The Toolkit combines existing meta-analyses, rather than individual studies, so generally speaking we are working with decisions that other academics have already made about whether individual studies are similar enough to be combined. While this is no guarantee that the decisions are always the right ones, it means that we don’t and can’t selectively aggregate studies in order to achieve particular answers.

Risk 2: Many of the studies in the Toolkit analyses contradict the headline figure.’

The nature of a meta-analysis is that it aggregates a number of different effect sizes from different studies into a single effect size. It is, therefore, unlikely that any effect size we get from meta-analysis would not differ from any of the individual sources’.

To address this, we look at the extent of variation among the individual effect sizes to determine how reliable the overall effect size will be. This is one of the factors we use when assessing the security’ rating for each strand, a five point padlock scale which is presented next to the effect size (months of additional progress) for each Toolkit strand.

Risk 3: Many of the studies analysed in the Toolkit are context-dependent.’

This is why we are funding and testing specific interventions for the most promising approaches featured in the Toolkit. To date, we have funded 133 projects and published the independent evaluation reports of 66 of these. We publish all the findings, including details of where they were tested and how they were implemented.
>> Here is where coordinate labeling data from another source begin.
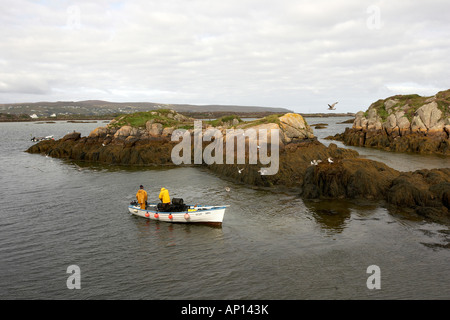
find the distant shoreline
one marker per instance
(195, 115)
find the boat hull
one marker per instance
(201, 214)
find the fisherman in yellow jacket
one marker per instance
(141, 196)
(164, 197)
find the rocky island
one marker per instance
(403, 123)
(145, 138)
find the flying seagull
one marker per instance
(263, 171)
(332, 107)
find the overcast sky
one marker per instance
(294, 54)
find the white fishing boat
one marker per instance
(188, 213)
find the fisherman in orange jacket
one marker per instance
(141, 196)
(165, 198)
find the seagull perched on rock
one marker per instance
(332, 107)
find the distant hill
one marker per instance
(101, 108)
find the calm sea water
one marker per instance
(271, 245)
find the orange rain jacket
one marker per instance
(164, 195)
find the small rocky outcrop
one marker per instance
(403, 123)
(424, 192)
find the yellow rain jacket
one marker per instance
(164, 195)
(141, 196)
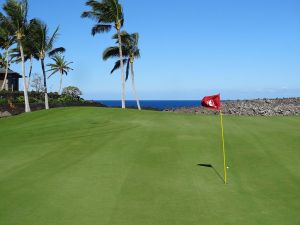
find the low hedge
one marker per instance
(36, 97)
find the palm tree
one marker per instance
(131, 52)
(60, 65)
(6, 41)
(108, 14)
(16, 16)
(44, 47)
(29, 48)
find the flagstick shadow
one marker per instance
(214, 169)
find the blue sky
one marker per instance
(241, 48)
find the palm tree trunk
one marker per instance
(29, 75)
(60, 86)
(122, 69)
(27, 106)
(133, 87)
(45, 85)
(6, 71)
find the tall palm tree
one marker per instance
(59, 65)
(29, 48)
(7, 39)
(108, 14)
(131, 52)
(44, 47)
(16, 16)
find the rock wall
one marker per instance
(259, 107)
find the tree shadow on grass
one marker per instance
(214, 169)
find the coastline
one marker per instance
(257, 107)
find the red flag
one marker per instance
(212, 102)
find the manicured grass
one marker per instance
(93, 166)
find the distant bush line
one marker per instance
(37, 97)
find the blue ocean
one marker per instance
(155, 104)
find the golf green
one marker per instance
(94, 166)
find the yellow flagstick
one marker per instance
(223, 147)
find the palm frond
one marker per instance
(56, 51)
(118, 65)
(101, 28)
(110, 52)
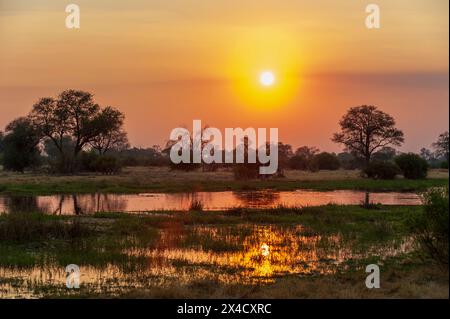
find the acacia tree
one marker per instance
(74, 117)
(442, 146)
(20, 145)
(365, 129)
(112, 136)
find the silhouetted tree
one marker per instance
(365, 129)
(325, 160)
(441, 146)
(111, 136)
(302, 157)
(20, 145)
(385, 154)
(75, 116)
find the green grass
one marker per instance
(108, 236)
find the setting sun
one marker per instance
(267, 78)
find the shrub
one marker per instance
(412, 165)
(246, 171)
(430, 228)
(325, 160)
(105, 164)
(382, 170)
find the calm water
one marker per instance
(91, 203)
(182, 256)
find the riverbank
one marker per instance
(161, 179)
(312, 252)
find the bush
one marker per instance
(412, 165)
(105, 164)
(246, 171)
(430, 228)
(382, 170)
(325, 160)
(26, 227)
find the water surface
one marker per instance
(91, 203)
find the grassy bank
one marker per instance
(315, 252)
(143, 179)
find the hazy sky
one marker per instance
(167, 62)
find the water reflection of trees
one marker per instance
(89, 203)
(257, 199)
(23, 204)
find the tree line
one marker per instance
(72, 133)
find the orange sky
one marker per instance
(165, 63)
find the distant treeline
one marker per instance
(71, 133)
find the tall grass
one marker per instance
(26, 227)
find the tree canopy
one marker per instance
(365, 129)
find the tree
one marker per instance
(1, 141)
(302, 157)
(441, 146)
(365, 129)
(21, 145)
(385, 154)
(412, 165)
(112, 136)
(74, 116)
(284, 155)
(426, 154)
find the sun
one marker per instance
(267, 78)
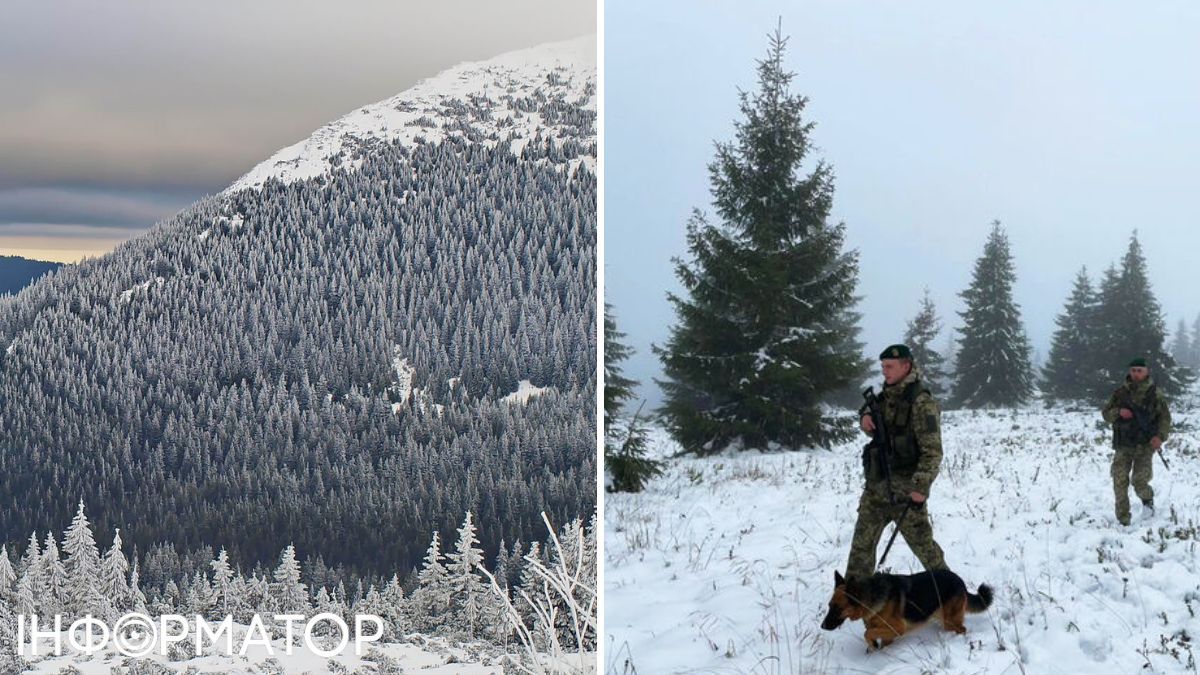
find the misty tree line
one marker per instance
(765, 351)
(449, 597)
(231, 376)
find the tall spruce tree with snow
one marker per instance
(766, 328)
(469, 596)
(1071, 370)
(291, 595)
(1133, 326)
(7, 577)
(57, 591)
(994, 366)
(395, 607)
(624, 452)
(137, 598)
(921, 334)
(82, 566)
(222, 580)
(325, 603)
(28, 595)
(617, 388)
(431, 599)
(1181, 345)
(114, 575)
(1193, 359)
(31, 556)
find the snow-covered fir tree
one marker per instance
(921, 335)
(1194, 346)
(993, 368)
(291, 595)
(82, 567)
(1181, 345)
(114, 571)
(7, 577)
(765, 329)
(57, 593)
(431, 599)
(471, 601)
(222, 581)
(627, 465)
(1071, 370)
(1133, 326)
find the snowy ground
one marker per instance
(430, 657)
(725, 565)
Related projects are available on each Toolkit strand page.

We continually emphasise that the Toolkit can only ever be a support to professional judgement, never a substitute for it: teachers’ knowledge of the individual schools is crucial. We have developed an online DIY Evaluation Guide which assists schools wanting to find out if new approaches are working well in their setting.

Risk 4: The individual studies that go into the headline impact estimate are invisible.’

The Toolkit provides references to all the studies included in each meta-analysis, and so users have access to all the publicly available information on the precise nature of the interventions.

However, there is a general challenge regarding the amount of detail that academic studies provide regarding the specific intervention that has been studied. This makes it difficult for schools to know exactly how to implement a particular intervention, and makes it difficult for researchers to replicate studies. We have recently published a guide to implementation and process evaluation with the aim of encouraging better detailing of these aspects of studies in publications.

Risk 5: The focus of the Toolkit is on attainment, without considering other aims of education.’

The months’ of additional progress figure is an estimate of impact on academic attainment, and the Toolkit is transparent about this. However, we know that academic attainment is not the only aim of a good education. This is reflected in our new programme of work on character and life skills, which includes a number of projects designed to develop in children and young people a set of attitudes, skills and behaviours (such as self-control, social skills, motivation, and resilience), as well as improve their academic outcomes.

Risk 6: The Toolkit is not solely focused on research relating to disadvantaged pupils.’

The Toolkit considers the impact of interventions on all children, not only those suffering from poverty-related disadvantage. Where the research evidence supports particular findings related to disadvantaged children, they are highlighted in the Toolkit strand pages.

The Teaching and Learning Toolkit is a live resource updated with a team of academics at Durham University. This means that schools and teachers can be confident that when consulting the Toolkit they are always working with the most up-to-date and high-quality evidence available, including the findings from EEF-funded projects. We welcome discussions about how to develop this process further so that we can continue to bridge the divide between research and practice in an accessible and practical way.